Not everyone likes to wait though and some would rather bully others to get a quick meal. A hapless, solitary hyena stood no chance against this wake of vultures who descended upon his spoils.
It’s no wonder they are called nature’s clean-up crew. It was a flurry of feathers as scores of Ruppell’s vultures and African white-backed vultures made quick work of the remains of this kill – sharp beaks nipping both at the flesh and each other in equal measure.
Lions are without a doubt having the time of their lives – the scarcity of prey is a thing of the past, albeit temporarily.
The Purungat pride was feasting on multiple kills at once when this male decided that it was far too hot and opted to drag his meal into the shade. It was a sizeable wildebeest and it took several minutes with multiple breaks to catch his breath before he was able to complete his task.
This lioness and her crew seemed completely disinterested in a nearby herd that was completely oblivious to them. But no amount of crossing our fingers got them to budge, save for the occasional curious peek at their surroundings before resuming their afternoon siesta.
There’s always someone on high alert no matter how peaceful things seem to be and that someone is usually the topi, aptly nicknamed the “snitch” of the Mara. One slightly suspicious move by any predator or perceived threat and he would spot it immediately from his perfectly positioned perch atop the anthill.
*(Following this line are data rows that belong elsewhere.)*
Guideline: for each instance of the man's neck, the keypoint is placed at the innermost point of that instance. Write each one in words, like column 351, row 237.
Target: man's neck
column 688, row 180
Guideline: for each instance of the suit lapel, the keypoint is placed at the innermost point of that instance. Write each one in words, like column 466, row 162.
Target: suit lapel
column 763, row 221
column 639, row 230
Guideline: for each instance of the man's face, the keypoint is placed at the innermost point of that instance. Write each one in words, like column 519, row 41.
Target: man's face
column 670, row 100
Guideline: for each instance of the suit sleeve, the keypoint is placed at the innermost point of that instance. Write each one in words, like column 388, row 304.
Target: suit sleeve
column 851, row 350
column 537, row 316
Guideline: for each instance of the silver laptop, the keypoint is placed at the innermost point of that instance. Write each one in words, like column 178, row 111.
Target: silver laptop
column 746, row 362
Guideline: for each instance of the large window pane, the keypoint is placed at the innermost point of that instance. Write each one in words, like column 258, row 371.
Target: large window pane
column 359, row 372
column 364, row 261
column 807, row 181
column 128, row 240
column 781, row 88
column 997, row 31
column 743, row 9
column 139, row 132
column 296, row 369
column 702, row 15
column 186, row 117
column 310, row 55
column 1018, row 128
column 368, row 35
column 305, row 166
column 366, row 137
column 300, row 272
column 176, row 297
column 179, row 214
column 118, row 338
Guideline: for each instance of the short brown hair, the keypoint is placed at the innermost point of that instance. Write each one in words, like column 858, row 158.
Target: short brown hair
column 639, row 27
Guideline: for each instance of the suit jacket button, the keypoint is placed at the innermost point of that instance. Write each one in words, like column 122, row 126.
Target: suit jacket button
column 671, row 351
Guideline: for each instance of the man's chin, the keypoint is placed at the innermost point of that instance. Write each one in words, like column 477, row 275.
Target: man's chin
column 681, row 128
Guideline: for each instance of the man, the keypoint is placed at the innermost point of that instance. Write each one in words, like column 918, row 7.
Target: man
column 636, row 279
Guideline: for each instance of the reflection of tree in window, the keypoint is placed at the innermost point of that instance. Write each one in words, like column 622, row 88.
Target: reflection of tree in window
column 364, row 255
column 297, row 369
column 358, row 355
And his warning call would send everyone scampering for safety.
This zebra bares testament to just how easily things can take a turn and how quick one’s responses need to be in order to survive.
It has been a week of incredible sights – from sunrises and sunsets that continue to stun with their breathtaking colour displays to the stark remains of controlled fires that give the landscape an other-worldly appearance.
This lilac-breasted roller seemed to be taking it all in as well, as he perched contemplatively on a branch above me.
I’m yet to witness a wildebeest river crossing and I am excited to finally get to see this marvel for myself. But as I wait, not very patiently if I’m being honest, the Mara has continued to enthral and captivate me with all her other wonders.
This time two years ago, even in the midst of the Migration excitement it was business as usual for other animals in the Mara like these two buffalo jostling for space.